“..the reporting requirements of universities need to be streamlined and that the resulting savings should be re-invested in education. Significant reduction in regulatory intervention, to which the Government is committed, will require the development of agreed measures of educational outcomes that can replace the present heavy emphasis on inputs reporting and process monitoring.”
“I have agreed to a series of changes to the higher education reform legislation to significantly reduce the level of red tape and simplify the administration of the reform programmes”
Marketisation in Australia has indeed led to decreased funding (per student) of Australian higher education (see for instance chapter 10 in this report, table B1.4 in this OECD Excel file, this publication of the Australian Vice Chancellors’ Committee). However, somehow this has gone together with an increase in micro-management and micro-regulation instead of an increase in flexibility. In short: red tape is everywhere in Australian universities, despite (or due to?) increased marketisation.
Vice Chancellors agree.

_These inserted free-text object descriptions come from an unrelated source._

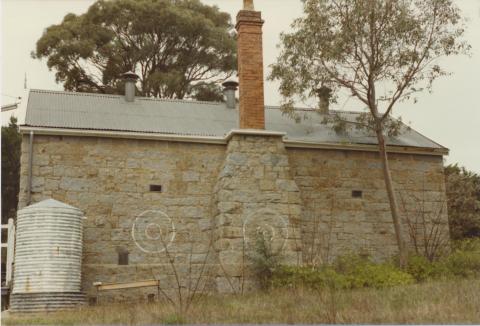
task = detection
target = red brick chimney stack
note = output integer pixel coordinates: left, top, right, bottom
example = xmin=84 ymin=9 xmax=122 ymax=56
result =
xmin=236 ymin=0 xmax=265 ymax=129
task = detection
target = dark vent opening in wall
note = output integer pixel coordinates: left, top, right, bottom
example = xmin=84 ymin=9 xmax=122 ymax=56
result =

Australian National University vice-chancellor Ian Chubb said red tape and regulation had continued to grow:
“All sorts of approvals have to be gained for courses that shouldn’t be required. We have to predict basically 12 months in advance the subjects students will enrol in. Given a third haven’t finished school when we make those predictions, it is unnecessarily complicated.”
“The explosion in fine-grained information demands by government and the ever more prescriptive policy environment is limiting our ability to be innovative and responsive to students. It means directing resources to huge compliance and reporting exercises and away from teaching research. It would be costing millions of dollars across the sector.”